Komu ufamy w uniwersytecie?
Michał Zawadzki
19 lutego 2017, 20:17·1 minuta czytania
Publikacja artykułu: 19 lutego 2017, 20:17Zaufanie warunkuje rozwój zdrowego uniwersytetu. Może występować pomiędzy pracownikami, w relacji pracownik – system uczelniany czy pracownik – władza uniwersytetu. Czy nowy styl zarządzania polskimi uczelniami, oparty na ilościowej ocenie efektywności, wzmacnia czy podważa tę podstawową wartość?
Zarządzanie uniwersytetem
Faktem jest, że w odchodzącym do lamusa systemie kolegialnego zarządzania to naukowcy byli tymi, którzy podejmowali najważniejsze decyzje, również te związane z oceną pracy kolegów i koleżanek. W uniwersytecie audytowalnym kontrolę nad efektami pracy przejmuje management uczelni (często złożony z profesjonalnych menedżerów) i zewnętrzni inspektorzy, co może budzić niepokój naukowców. Pytają oni: dlaczego mamy ufać narzuconym, punktowym kryteriom naszej pracy, których autorzy często nie mają nic wspólnego z pracą na uczelni? Czy nie jest tak, że pracując pod dyktando kryteriów ilościowych osłabiamy jakość pracy naukowej? Czy możemy ufać kolegom
i koleżankom, którzy rywalizują z nami w wyścigu punktowym?

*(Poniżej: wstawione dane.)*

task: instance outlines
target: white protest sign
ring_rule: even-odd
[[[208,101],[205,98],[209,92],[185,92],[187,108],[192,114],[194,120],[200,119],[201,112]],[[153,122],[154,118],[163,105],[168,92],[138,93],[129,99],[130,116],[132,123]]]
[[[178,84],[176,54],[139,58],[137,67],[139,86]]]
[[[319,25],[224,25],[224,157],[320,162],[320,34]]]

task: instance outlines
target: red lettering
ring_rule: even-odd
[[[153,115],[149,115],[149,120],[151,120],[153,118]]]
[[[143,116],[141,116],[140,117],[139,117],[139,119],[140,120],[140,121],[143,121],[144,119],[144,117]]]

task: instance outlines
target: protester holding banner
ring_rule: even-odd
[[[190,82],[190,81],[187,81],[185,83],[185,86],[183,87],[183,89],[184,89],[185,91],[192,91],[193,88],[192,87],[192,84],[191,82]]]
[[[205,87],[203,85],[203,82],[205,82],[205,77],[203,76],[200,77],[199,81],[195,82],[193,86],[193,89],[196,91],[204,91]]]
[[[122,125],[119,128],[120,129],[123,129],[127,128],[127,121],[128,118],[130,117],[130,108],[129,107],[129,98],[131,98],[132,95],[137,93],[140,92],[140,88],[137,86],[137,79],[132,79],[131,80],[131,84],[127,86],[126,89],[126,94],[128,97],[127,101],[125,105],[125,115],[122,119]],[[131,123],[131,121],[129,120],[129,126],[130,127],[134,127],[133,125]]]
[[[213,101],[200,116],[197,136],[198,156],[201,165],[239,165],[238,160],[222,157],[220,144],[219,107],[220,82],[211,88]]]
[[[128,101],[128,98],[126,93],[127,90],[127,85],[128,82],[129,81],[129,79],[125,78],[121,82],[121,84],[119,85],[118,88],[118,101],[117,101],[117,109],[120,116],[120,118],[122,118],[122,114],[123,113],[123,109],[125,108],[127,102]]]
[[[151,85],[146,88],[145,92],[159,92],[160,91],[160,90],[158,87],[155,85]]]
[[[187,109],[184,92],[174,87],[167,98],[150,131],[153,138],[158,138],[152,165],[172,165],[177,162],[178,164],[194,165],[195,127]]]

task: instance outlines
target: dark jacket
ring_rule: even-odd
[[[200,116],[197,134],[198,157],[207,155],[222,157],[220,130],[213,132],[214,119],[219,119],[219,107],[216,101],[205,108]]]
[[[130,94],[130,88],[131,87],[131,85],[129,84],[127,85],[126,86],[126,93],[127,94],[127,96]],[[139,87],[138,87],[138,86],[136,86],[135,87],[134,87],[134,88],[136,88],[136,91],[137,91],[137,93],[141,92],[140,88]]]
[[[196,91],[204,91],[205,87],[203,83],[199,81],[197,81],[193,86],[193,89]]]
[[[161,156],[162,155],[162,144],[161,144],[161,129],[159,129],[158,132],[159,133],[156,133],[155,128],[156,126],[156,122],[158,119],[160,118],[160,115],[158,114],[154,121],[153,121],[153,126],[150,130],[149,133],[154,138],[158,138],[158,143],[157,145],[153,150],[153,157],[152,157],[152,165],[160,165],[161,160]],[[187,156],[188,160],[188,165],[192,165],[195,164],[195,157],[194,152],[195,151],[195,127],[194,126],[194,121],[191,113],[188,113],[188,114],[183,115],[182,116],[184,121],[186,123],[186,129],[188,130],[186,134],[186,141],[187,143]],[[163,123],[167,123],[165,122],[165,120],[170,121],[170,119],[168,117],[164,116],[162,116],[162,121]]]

Czy zatem zaufanie w nowym uniwersytecie będzie erodowało czy może jest ono jedynie nostalgią za dawnymi, lepszymi czasami? Lecz czy były rzeczywiście lepsze? Wielu badaczy szkolnictwa wyższego twierdzi, że system oligarchii uniwersyteckiej w Polsce równie skutecznie niszczył relacje zaufania przez kreowanie relacji feudalnych. Czy można było ufać systemowi, który promuje poddaństwo względem władzy? Czy godnymi zaufania byli ci, którzy wymachiwali tytułami naukowymi, aby zamknąć usta młodszym badaczom i studentom? Nowy system punktowy w założeniu ma osłabić takie tendencje przez stworzenie bardziej sprawiedliwej oceny efektywności. Z drugiej strony jednak, jak pokazują badania, twórcy struktur feudalnych przejęli kontrolę również nad procesami audytu, co być może pozwoli im na dalszą reprodukcję nierówności. Czyżby zatem było tak jak w przypadku każdego rozwiązania neoliberalnego: bogaci się bogacą, a biedni biednieją?
A może jednak nie będzie tak źle? Paradoks zaufania polega przecież na tym, że pojawia się ono tam, gdzie są przesłanki do braku zaufania: niepewność, ignorancja, ryzyko. Gdyby ich nie było, zaufanie byłoby zbędne. Poza tym, jak słusznie zauważył Leonardo da Vinci, "doświadczenie dowiodło, że kto nigdy nie ufa, będzie oszukany".